By extrapolating from UK outbound tourism data, we estimate that nearly 15,000 Londoners are likely to have travelled back from Italy in the last two weeks alone. This is the potential incubation period for COVID-19, per the Centers for Disease Control and Prevention [3], thus symptoms may still be hidden.


Clearly, enforcing a full lockdown in London is an unlikely scenario, and would represent a dramatic step. But modelling this as a ‘worst-case scenario’ is not without merit. If even a small percentage of recent travellers returning from Italy begin to exhibit symptoms, employers may consider it prudent to at least temporarily close offices and enforce remote working where possible. Indeed, a precedent has already been set. On Wednesday, Chevron sent 300 Canary Wharf workers home after an employee returned from an Italian skiing holiday feeling unwell. Crossrail (who share the building with Chevron) followed suit.

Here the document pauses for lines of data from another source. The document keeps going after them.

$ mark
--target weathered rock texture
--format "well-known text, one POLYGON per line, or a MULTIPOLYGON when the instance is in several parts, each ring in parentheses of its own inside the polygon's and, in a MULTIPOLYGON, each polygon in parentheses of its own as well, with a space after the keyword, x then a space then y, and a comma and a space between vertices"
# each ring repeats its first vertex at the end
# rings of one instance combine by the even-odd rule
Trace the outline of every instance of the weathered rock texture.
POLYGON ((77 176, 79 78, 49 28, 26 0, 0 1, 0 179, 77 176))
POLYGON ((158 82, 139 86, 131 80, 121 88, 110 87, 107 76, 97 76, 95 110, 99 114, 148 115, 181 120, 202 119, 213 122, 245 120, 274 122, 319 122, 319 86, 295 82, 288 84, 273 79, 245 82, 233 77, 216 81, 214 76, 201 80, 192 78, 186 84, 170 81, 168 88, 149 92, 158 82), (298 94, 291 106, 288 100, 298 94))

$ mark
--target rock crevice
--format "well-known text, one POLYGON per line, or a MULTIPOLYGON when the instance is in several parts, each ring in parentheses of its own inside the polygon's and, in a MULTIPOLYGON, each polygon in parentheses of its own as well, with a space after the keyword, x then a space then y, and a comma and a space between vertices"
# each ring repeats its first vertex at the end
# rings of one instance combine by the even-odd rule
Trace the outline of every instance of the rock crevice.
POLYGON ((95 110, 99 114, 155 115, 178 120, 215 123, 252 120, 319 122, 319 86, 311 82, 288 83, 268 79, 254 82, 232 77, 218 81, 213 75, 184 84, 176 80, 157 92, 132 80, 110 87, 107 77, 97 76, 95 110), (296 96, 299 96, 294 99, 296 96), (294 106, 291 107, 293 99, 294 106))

Should businesses in London send all non-essential workers home, i.e. doctors and health staff remain posted but all other businesses close, the economic impact would be substantial. For some industries, such as manufacturing, catering and traditional retail, working from home is not a viable option. Additionally, there are many industries where individuals sent home can continue working but at a reduced capacity – the potentially abrupt decision to implement remote working means it is unlikely individuals would remain as productive.


Our estimate of the economic impact of such a lockdown suggests that London’s output would fall by £495 million per day for as long as it was imposed. Should it last a week, the economy could effectively lose £2.4 billion in output. If lockdown was imposed for a month, this rises to £10.3 billion.


These losses in output represent a 31% fall on London’s current levels, and per 2018 ONS data, London is directly responsible for approximately 20% of the UK’s GDP. This implies that a London lockdown would result in UK output falling by 6% over the period of lockdown.


Additionally, these numbers understate the true impact of a London lockdown, as they only account for London’s specific output without considering the interconnected nature of the UK economy, or measures in other major UK cities. So the economic cost of a full lockdown would be almost prohibitively high. Would it help to stop the spread of the virus? Experts don’t seem to think so. The UK’s Influenza Pandemic Preparedness Strategy [4] recommends that public life continue as far as possible. This will likely still cause some serious economic pain, but adaption and preparation currently seem to be the most promising ways forward.